Answering the Question: Should an Infant (six months or younger) drink water?
A recent news article on MSNBC.com warned parents that "babies younger than six months old should never be given water to drink." This was the recommendation of a pediatric emergency physician at Johns Hopkins.
The physician warned that babies' kidneys aren't yet mature, and so consuming too much water can put babies at risk of a potentially life-threatening condition known as water intoxication. Infants should be drinking breast milk or formula, according to the physician.
What tripped me up in this news article was the word never. So, I broached the topic with a family physican, who just so happens to be my husband. Here's his take on the issue:
1. Infants should be given breast milk (ideally) or formula as their main source of both fluids and nutrients.

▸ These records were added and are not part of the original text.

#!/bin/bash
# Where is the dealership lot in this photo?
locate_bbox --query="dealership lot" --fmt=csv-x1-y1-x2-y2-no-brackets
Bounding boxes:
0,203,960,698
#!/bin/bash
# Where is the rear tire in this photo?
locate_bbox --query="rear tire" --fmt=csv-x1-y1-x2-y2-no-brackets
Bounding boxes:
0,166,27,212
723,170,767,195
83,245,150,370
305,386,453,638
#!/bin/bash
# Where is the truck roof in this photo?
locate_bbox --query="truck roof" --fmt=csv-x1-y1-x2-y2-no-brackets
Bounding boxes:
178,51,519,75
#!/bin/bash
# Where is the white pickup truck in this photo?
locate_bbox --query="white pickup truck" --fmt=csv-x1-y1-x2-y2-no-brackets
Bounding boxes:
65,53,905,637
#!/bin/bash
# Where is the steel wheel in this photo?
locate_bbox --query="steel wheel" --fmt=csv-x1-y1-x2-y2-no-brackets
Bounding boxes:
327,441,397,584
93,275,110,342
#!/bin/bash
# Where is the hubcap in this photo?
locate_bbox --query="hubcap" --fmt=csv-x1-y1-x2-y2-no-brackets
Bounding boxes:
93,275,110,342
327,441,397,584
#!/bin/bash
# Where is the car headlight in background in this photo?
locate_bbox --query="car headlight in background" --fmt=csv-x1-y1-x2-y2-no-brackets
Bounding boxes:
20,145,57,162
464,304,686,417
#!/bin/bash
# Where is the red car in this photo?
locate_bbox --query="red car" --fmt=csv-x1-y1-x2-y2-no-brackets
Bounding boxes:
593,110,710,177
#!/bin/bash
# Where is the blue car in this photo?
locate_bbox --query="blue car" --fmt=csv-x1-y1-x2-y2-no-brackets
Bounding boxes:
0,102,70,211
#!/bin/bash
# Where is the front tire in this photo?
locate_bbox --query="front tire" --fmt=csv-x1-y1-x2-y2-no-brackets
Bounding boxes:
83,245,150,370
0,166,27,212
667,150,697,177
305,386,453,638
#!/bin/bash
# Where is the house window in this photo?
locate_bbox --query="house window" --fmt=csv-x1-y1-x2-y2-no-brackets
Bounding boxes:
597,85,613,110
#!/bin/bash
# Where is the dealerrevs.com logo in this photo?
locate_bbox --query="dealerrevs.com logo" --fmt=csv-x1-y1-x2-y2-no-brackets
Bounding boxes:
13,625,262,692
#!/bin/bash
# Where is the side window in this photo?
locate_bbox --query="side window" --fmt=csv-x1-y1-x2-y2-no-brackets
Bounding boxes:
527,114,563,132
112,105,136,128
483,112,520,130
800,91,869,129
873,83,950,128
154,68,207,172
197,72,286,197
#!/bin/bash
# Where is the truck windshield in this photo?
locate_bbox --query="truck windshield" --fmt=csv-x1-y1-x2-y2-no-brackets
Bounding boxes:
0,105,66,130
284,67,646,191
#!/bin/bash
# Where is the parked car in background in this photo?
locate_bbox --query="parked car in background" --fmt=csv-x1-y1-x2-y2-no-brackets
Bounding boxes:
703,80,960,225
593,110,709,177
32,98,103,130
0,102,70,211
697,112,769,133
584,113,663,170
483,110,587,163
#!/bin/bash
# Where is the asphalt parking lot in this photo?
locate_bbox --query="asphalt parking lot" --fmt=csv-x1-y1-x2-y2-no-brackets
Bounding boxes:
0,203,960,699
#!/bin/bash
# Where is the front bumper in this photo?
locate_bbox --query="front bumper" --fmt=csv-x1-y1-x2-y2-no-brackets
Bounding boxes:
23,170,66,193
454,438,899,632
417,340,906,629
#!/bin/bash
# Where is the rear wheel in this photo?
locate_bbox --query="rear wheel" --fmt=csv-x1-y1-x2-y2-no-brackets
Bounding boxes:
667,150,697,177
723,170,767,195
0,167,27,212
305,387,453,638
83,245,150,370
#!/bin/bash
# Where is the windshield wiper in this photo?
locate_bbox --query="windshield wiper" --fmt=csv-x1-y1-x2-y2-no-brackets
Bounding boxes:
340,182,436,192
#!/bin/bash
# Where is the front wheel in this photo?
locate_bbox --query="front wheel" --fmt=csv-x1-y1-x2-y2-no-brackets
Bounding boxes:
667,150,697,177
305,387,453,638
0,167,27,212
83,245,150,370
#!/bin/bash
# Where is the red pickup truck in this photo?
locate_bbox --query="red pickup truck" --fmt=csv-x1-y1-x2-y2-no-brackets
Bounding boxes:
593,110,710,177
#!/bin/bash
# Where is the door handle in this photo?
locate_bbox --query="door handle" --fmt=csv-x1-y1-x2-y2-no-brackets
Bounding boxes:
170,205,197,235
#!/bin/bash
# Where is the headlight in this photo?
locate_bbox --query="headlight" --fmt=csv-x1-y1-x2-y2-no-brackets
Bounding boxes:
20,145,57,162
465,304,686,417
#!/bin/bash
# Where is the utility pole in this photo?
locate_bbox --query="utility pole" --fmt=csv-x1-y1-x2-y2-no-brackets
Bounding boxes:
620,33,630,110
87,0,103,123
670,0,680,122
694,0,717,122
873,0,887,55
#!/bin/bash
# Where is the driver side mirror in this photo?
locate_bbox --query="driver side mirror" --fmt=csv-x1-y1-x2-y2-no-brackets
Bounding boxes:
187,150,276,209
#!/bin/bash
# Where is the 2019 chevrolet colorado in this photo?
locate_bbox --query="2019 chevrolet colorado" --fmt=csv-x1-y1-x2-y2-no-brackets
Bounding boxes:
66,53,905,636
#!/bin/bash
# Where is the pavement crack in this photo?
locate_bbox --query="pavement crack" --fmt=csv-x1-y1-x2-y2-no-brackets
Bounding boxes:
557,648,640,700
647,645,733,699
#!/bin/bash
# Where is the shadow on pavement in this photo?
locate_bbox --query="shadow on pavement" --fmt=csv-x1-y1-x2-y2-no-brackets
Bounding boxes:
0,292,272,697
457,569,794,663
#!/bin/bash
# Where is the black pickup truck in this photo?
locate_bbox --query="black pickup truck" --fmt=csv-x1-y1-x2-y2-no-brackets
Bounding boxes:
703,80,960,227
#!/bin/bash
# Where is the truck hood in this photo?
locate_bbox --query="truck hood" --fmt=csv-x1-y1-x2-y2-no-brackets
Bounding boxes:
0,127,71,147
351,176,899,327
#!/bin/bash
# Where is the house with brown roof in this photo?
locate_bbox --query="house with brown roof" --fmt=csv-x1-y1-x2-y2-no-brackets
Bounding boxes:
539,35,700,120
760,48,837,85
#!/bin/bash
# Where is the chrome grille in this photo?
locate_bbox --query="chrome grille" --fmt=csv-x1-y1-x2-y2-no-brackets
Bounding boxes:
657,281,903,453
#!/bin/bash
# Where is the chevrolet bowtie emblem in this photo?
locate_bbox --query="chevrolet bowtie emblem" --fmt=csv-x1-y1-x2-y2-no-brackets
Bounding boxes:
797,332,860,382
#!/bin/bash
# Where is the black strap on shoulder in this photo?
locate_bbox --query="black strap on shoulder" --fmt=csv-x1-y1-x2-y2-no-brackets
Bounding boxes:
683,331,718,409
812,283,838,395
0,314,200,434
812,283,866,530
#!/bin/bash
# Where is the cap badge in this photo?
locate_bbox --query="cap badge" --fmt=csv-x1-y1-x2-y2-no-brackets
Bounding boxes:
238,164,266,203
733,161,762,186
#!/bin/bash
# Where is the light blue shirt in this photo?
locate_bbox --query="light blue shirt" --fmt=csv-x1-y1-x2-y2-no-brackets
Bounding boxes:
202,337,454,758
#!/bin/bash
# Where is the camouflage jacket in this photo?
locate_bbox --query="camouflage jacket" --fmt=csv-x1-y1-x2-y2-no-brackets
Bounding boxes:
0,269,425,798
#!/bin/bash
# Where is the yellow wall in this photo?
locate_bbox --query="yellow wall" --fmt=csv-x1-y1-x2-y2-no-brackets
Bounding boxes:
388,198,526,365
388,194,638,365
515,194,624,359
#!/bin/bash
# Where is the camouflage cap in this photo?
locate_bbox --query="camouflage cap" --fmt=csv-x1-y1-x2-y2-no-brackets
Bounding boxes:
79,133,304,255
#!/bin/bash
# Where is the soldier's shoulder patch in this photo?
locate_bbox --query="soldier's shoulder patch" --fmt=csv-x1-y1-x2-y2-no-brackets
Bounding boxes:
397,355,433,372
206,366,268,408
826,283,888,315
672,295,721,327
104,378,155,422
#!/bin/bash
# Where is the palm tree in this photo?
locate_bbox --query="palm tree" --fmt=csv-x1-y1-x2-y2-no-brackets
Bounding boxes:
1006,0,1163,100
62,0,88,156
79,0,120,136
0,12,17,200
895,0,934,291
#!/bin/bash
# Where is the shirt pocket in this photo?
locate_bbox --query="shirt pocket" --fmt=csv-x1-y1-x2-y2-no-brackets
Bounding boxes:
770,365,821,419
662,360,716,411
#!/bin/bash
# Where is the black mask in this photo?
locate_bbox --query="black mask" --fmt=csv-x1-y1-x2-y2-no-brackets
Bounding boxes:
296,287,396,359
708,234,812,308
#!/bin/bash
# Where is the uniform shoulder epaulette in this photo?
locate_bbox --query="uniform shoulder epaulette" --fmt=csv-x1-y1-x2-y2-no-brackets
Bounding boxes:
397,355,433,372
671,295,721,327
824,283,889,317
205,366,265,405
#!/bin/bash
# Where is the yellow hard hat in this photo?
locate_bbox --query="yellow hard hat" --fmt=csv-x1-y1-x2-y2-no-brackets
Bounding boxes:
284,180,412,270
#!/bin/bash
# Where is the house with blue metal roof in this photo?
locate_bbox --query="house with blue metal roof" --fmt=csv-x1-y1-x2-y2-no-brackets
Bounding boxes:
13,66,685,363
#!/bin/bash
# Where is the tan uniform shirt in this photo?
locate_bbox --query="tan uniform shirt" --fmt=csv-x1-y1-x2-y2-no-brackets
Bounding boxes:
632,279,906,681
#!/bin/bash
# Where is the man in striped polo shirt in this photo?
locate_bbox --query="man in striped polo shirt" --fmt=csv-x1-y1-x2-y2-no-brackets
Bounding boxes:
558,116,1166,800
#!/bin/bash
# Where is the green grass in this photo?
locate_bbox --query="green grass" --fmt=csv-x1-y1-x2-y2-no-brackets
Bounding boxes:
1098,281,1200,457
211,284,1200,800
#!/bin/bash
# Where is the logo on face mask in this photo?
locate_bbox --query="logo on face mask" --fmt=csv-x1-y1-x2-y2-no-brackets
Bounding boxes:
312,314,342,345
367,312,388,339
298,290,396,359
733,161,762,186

2. In some rare instances, infants given formula and/or baby foods, may need a small amount extra water in their diet. A small amount = 2 or less ounces a day. This is to avoid constipation. If you are concerned about constipation, contact your baby's doctor.
3. Excessive dilution of formula (or expressed breast milk) with water to stretch your budget is very dangerous. Infants need the full nutritional benefit of whole-strength breast milk or formula.
4. The key to being safe about your infant's water intake is to consult your medical provider if you use fluids (including juices) other than breast milk or formula.